Kathryn meticulously studied Fred Williams’ calm visage from across the table. He was sat beside his Solicitor.
‘You and Robert Smith were good friends?’ She queried.
‘Yeah, we were friends I guess, back at University. But we drifted apart really,’ Fred responded, his tone balanced.
‘When was the last time you saw Robert?’ Kathryn asked.
Fred’s brow creased. ‘Hmm, I think it’s been a year. There was an alumni event in March last year. We met then,’ Fred responded.
‘You know that a note was found at Robert’s office which has riddled us?’ Kathryn enquired.
Fred nodded. ‘Yeah I saw in the news, that’s why you opened a murder investigation right?’ Fred answered.
Kathryn opened the folder in which the older notes were kept. She noticed Fred’s chest rise as he drew a deep breath. She handed the notes to Fred.
‘Have you seen these notes before?’ She questioned. Fred peered at the notes, his eyebrows arching.
‘Uh nope, I’ve not seen these before,’ he nullified. Kathryn sat back in her chair. She placed her hands on the armrests.
‘Can I ask you to have a look at the top-most note dated 7 October 2003,’ she requested.
Fred shuffled the notes until the relevant one was clearly visible. His gaze turned to Kathryn. ‘Yes?’
‘This note mentions your name, doesn’t it?’ She questioned. Fred ground his teeth together. ‘Yeah it does, my surname. Could be some other Williams though,’ Fred said.
‘The notes were found in Robert Smith’s desk drawer.
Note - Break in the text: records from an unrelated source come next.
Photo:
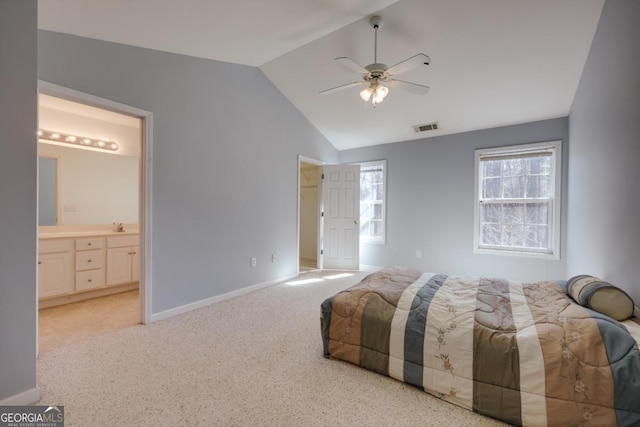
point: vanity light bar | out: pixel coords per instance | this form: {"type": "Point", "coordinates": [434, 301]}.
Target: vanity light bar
{"type": "Point", "coordinates": [77, 140]}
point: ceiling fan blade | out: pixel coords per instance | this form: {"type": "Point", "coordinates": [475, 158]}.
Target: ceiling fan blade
{"type": "Point", "coordinates": [408, 86]}
{"type": "Point", "coordinates": [408, 64]}
{"type": "Point", "coordinates": [346, 62]}
{"type": "Point", "coordinates": [339, 88]}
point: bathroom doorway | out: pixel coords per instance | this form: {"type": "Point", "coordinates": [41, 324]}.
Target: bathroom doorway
{"type": "Point", "coordinates": [99, 197]}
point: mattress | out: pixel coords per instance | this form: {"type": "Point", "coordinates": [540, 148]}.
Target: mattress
{"type": "Point", "coordinates": [524, 353]}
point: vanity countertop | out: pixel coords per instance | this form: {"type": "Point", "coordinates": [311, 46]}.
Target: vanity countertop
{"type": "Point", "coordinates": [88, 233]}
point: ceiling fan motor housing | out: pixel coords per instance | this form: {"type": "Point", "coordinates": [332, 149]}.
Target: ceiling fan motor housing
{"type": "Point", "coordinates": [377, 70]}
{"type": "Point", "coordinates": [376, 21]}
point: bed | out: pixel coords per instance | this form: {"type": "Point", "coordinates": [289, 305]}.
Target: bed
{"type": "Point", "coordinates": [523, 353]}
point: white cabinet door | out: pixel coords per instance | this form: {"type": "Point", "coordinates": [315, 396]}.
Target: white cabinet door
{"type": "Point", "coordinates": [341, 217]}
{"type": "Point", "coordinates": [135, 264]}
{"type": "Point", "coordinates": [118, 266]}
{"type": "Point", "coordinates": [54, 274]}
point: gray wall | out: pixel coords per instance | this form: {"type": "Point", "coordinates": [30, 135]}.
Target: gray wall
{"type": "Point", "coordinates": [225, 161]}
{"type": "Point", "coordinates": [430, 200]}
{"type": "Point", "coordinates": [18, 187]}
{"type": "Point", "coordinates": [604, 172]}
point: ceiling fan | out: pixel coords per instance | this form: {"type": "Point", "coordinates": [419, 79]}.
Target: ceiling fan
{"type": "Point", "coordinates": [378, 76]}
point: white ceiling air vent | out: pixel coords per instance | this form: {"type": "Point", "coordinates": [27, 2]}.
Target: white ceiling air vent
{"type": "Point", "coordinates": [427, 127]}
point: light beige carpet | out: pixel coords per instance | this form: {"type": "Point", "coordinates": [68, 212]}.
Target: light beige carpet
{"type": "Point", "coordinates": [254, 360]}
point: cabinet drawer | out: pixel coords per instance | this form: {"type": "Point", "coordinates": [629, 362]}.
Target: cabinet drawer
{"type": "Point", "coordinates": [47, 246]}
{"type": "Point", "coordinates": [90, 279]}
{"type": "Point", "coordinates": [122, 241]}
{"type": "Point", "coordinates": [89, 260]}
{"type": "Point", "coordinates": [89, 243]}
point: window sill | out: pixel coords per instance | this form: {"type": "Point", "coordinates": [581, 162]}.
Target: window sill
{"type": "Point", "coordinates": [523, 254]}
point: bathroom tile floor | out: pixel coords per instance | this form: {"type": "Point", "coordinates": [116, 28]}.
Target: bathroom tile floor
{"type": "Point", "coordinates": [78, 321]}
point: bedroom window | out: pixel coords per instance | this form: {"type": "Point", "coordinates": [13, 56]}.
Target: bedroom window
{"type": "Point", "coordinates": [372, 201]}
{"type": "Point", "coordinates": [517, 209]}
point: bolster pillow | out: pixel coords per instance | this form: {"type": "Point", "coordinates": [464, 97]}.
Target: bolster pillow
{"type": "Point", "coordinates": [600, 296]}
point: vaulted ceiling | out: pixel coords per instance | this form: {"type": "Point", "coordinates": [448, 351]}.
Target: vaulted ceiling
{"type": "Point", "coordinates": [493, 62]}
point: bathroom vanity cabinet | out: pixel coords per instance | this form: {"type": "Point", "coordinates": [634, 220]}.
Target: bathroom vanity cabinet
{"type": "Point", "coordinates": [73, 267]}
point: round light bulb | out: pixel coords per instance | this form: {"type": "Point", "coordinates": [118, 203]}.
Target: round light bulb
{"type": "Point", "coordinates": [366, 94]}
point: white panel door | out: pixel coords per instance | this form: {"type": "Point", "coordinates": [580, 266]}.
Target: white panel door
{"type": "Point", "coordinates": [341, 217]}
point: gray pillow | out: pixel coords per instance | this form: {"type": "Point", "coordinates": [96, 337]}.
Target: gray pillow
{"type": "Point", "coordinates": [600, 296]}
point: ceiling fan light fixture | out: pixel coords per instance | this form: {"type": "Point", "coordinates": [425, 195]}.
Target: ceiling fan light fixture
{"type": "Point", "coordinates": [380, 93]}
{"type": "Point", "coordinates": [366, 94]}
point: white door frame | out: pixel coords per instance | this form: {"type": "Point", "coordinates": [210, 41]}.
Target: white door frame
{"type": "Point", "coordinates": [145, 178]}
{"type": "Point", "coordinates": [319, 229]}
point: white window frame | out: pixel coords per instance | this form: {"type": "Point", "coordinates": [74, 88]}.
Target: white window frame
{"type": "Point", "coordinates": [555, 147]}
{"type": "Point", "coordinates": [363, 167]}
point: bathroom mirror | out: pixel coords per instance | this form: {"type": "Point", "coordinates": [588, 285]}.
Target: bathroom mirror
{"type": "Point", "coordinates": [79, 186]}
{"type": "Point", "coordinates": [47, 191]}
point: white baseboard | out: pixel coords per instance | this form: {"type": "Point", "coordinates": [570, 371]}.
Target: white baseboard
{"type": "Point", "coordinates": [218, 298]}
{"type": "Point", "coordinates": [25, 398]}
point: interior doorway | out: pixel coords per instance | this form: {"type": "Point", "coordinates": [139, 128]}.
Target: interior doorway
{"type": "Point", "coordinates": [132, 299]}
{"type": "Point", "coordinates": [309, 211]}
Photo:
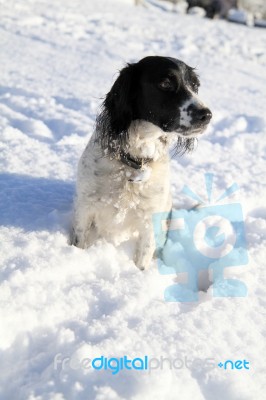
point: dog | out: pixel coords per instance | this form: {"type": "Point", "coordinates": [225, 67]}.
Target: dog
{"type": "Point", "coordinates": [123, 174]}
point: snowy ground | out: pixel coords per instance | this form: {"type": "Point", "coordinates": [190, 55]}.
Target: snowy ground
{"type": "Point", "coordinates": [58, 59]}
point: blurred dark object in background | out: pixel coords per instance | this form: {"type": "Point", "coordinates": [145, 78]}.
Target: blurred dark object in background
{"type": "Point", "coordinates": [213, 8]}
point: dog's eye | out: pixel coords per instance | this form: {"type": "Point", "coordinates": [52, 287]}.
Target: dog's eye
{"type": "Point", "coordinates": [195, 87]}
{"type": "Point", "coordinates": [166, 84]}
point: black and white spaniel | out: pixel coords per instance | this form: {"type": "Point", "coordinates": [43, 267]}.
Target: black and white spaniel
{"type": "Point", "coordinates": [123, 174]}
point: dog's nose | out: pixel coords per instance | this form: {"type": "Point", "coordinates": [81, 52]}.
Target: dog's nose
{"type": "Point", "coordinates": [203, 115]}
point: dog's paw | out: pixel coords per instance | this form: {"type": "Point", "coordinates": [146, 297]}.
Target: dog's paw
{"type": "Point", "coordinates": [74, 240]}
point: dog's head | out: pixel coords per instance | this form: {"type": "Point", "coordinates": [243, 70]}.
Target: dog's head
{"type": "Point", "coordinates": [160, 90]}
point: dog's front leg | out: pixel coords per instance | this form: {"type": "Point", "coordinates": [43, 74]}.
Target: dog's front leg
{"type": "Point", "coordinates": [145, 247]}
{"type": "Point", "coordinates": [83, 232]}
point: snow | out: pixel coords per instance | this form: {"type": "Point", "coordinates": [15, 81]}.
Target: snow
{"type": "Point", "coordinates": [58, 59]}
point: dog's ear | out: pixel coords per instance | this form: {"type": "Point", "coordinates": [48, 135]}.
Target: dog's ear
{"type": "Point", "coordinates": [117, 111]}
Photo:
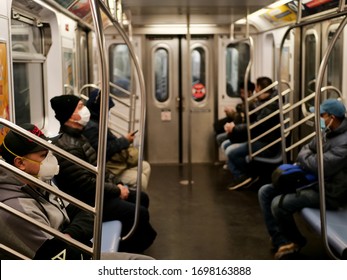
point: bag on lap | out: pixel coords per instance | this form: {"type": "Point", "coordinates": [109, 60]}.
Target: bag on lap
{"type": "Point", "coordinates": [289, 177]}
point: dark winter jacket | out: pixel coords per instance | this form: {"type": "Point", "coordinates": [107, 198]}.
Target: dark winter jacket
{"type": "Point", "coordinates": [76, 180]}
{"type": "Point", "coordinates": [45, 208]}
{"type": "Point", "coordinates": [239, 133]}
{"type": "Point", "coordinates": [335, 163]}
{"type": "Point", "coordinates": [114, 144]}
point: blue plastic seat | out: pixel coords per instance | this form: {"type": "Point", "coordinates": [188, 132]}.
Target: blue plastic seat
{"type": "Point", "coordinates": [110, 237]}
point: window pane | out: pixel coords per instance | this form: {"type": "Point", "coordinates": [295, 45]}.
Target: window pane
{"type": "Point", "coordinates": [237, 58]}
{"type": "Point", "coordinates": [198, 74]}
{"type": "Point", "coordinates": [161, 61]}
{"type": "Point", "coordinates": [25, 37]}
{"type": "Point", "coordinates": [310, 66]}
{"type": "Point", "coordinates": [120, 69]}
Which other Williams did Robert know? None as far as I’ve seen,’ Kathryn countered.
Fred shrugged his shoulders dubiously. Kathryn sat forward in her seat. ‘The date of the note was 7 October 2003. The dates of the other notes were 19 September 2003, 24 September 2003, 28 September 2003 and 2 October 2003. Curious grouping of dates between the notes, no?’ Kathryn asked. She waited for his response.
Fred shook his head, perplexed. Or feigning confusion. ‘No idea,’ he said. Kathryn rolled up her sleeves and clasped her hands together on the table. ‘All the notes are dated after the disappearance of Salim Akhtar aren’t they?’ Kathryn questioned.
Fred’s eyes widened. ‘What relevance does that have to the death of Robert Smith?’ Fred’s Solicitor interjected. Kathryn sat back, her eyes narrowed.
‘They are relevant. The notes, in terms of subject matter, are very similar to the note found at Mr Smith’s office, the scene of the murder. Further all these notes and the note from the office refer to a mysterious deed having been committed. That’s why this line of questioning is necessary,’ Kathryn justified. Fred’s Solicitor fell silent.
Kathryn reverted her attention to Fred. ‘So, Mr Williams, all the notes are dated after the disappearance of Mr Salim Akhtar?’ She repeated.
Fred swallowed, his expression stoic. ‘No comment,’ he said simply. Kathryn cocked an eyebrow. In her experience it was invariably those who were guilty who resorted to ‘no comment’ interviews.
‘The note refers to the ‘deed’ being committed at the instigation of Williams. Further it intimates that a secret was buried at the instigation of Williams. Could you enlighten me?’ Kathryn continued.
Fred’s emotions were indecipherable. ‘No comment,’ he answered. Kathryn’s frustration was beginning to mount. She pressed down on the table with the palms of her hands, pushing herself to her feet. ‘You do realise that at this point you’re not suspected of having committed any crime?’ She reasoned. Fred merely stared at her.
‘The note further mentions that all are complicit. Who are these all?’ She asked. Monotonously, Fred said ‘no comment.’ Kathryn pinched the arch of her nose. She contemplated disclosing the revelation concerning Salim.
However, the risk of the news reaching the press was too great. Any other potential suspects could be forewarned. The case would only become more complex. She decided against divulging Salim’s reappearance to Fred Williams.
With the futility of the exercise of questioning Mr Williams becoming increasingly evident, Kathryn realised she needed more evidence.
James Kingsley sat at his desk in the dimly light room, poring over the different sets of handwriting on the papers spread over his desk. His table lamp cast a yellow glow over the papers. He had compiled a ‘done’ pile, on which he had placed most of the papers. Thus far, none of the samples matched the handwriting from the photocopied notes that he had been supplied. As he picked up another sheet to drop in the discarded pile, he noticed a letter that must have been mistakenly included amongst the papers.
The signature at the end of the letter caught his eye. The cursive writing, the dotted I, the crossed t’s, all matched the writing from the photocopied notes. The letter had been signed by Robert Smith.